Hi all. I’ve been putting together a big book-length online GPU computing tutorial. It’s at http://www.moderngpu.com/
The content is very scan/reduction-centric, and the tutorials are built around some advanced case studies. I find that most GPU docs are pretty deficient in covering the very interesting and essential theory of inter-thread communication. Internalizing scan helps you tackle a much wider variety of problems without losing your mind in details.
The first case study is a radix sort I wrote:
http://www.moderngpu.com/sort/mgpusort.html
The code sorts 1.31 billion 32-bit keys per second on a GTX 570. (!) It runs 30-40% faster than the current B40C development code (655 in the SVN). It’s 60% faster than thrust::sort for 32-bit keys. I don’t know of any pure radix sort that is faster. The code was written to be easily documented, and I cover pretty much every line from base principles, and show radix sort as an exercise in designing sophisticated hierarchical scans. It follows pretty closely the Satish/Harris/Garland radix sort. I note where my implementation deviates significantly from Satish, as that is a good reference. The code is relatively simple (compared to what is possible) and uses no templates . It’s a basic count-histogram-sort implementation with five kernels total (the histogram has kernels for upsweep, reduce, downsweep).
The second case study is a cleaned-up version of sparse matrix code I did months ago. The documentation is not ready but I did get some benchmarks up:
http://www.moderngpu.com/sparse/mgpusparse.html
This code is extremely useful at illustrating segmented scan, the tool for balancing jagged work loads over many parallel processors. I’ll get detailed docs there soon.
I also have a blog ( http://www.moderngpu.com/blog/ ) if anyone would like to leave a comment. Additionally, I’ve got a ‘Mailbag’ section where I’ll make an article if you send in an interesting question.
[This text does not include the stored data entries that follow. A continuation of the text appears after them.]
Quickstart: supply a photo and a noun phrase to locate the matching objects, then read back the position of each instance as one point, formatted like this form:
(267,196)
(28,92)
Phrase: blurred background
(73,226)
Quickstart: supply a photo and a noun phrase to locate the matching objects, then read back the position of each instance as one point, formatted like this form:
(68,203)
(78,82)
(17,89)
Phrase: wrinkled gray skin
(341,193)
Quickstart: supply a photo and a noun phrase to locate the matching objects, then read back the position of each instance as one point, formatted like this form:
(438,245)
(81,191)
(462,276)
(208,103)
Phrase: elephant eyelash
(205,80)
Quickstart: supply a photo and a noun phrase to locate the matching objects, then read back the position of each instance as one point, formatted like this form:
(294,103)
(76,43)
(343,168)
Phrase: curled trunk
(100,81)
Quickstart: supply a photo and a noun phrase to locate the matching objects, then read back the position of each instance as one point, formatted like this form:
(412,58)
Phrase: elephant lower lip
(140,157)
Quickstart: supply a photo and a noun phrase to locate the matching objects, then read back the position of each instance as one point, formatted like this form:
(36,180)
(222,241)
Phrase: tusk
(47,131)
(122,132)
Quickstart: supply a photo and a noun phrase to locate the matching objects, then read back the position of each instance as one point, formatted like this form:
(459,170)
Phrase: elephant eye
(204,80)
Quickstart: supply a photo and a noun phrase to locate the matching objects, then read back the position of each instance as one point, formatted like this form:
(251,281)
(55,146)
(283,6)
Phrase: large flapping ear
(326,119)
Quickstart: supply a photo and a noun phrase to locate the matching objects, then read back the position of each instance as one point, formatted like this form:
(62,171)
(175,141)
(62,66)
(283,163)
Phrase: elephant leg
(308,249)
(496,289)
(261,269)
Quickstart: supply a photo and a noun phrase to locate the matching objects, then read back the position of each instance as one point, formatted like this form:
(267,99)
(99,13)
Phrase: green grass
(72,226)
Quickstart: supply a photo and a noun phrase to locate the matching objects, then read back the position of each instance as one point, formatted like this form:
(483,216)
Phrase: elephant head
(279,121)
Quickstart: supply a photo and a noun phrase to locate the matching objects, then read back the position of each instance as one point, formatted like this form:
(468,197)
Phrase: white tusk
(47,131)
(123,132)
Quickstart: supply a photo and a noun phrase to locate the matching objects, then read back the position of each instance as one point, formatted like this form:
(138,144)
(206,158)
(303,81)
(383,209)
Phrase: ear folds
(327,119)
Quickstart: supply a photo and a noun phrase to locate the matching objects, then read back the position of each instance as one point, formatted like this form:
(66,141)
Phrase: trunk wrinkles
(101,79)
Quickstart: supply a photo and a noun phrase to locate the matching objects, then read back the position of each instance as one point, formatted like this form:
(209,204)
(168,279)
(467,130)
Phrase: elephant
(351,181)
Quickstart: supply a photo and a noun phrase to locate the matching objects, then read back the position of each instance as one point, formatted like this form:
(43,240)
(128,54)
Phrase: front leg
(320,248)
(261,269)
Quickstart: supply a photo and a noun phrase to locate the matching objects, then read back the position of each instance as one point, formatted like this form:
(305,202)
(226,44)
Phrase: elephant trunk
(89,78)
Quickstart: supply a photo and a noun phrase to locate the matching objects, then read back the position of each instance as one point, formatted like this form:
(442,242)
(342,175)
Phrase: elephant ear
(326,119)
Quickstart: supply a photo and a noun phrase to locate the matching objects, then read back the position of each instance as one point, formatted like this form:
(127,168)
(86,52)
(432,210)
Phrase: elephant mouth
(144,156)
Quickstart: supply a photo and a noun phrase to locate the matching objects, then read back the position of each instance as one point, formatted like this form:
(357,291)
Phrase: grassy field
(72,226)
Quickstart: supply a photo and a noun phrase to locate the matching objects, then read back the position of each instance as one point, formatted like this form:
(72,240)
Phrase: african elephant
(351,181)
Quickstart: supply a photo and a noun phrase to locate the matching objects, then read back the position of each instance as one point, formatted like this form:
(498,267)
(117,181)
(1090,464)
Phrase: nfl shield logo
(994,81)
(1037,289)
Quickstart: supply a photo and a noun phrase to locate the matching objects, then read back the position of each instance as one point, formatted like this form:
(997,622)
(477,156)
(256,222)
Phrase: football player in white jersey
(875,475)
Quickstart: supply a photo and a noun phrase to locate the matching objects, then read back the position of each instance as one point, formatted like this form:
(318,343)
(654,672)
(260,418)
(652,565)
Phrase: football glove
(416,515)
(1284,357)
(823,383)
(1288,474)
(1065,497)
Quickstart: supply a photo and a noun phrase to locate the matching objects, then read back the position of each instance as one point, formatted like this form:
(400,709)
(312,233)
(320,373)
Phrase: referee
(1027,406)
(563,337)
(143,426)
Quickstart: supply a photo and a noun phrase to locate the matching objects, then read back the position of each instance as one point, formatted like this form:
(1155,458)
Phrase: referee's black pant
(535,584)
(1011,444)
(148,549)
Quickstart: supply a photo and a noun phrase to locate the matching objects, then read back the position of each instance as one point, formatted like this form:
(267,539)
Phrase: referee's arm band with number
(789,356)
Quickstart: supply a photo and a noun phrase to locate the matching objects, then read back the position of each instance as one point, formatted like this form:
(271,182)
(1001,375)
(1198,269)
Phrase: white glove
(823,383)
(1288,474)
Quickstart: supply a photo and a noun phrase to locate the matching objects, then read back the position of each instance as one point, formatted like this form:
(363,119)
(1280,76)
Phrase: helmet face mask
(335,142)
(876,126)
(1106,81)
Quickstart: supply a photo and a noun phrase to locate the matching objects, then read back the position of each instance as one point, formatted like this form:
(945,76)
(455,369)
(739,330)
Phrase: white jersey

I’ve got one of these online already, which shows how to adapt the global scan operator to find the index of the maximum element in a large sequence.
The companion code to the tutorials is open-sourced with a BSD license:
The tutorial and code targets the Fermi architecture specifically.
I’m still adding in VS10 and GNU makefiles for some projects, but the really core stuff (like the sort library) should be ready to use. 64bit cubins are included in the repository, but 64bit users should take caution as this branch is not well tested.
Thanks,
sean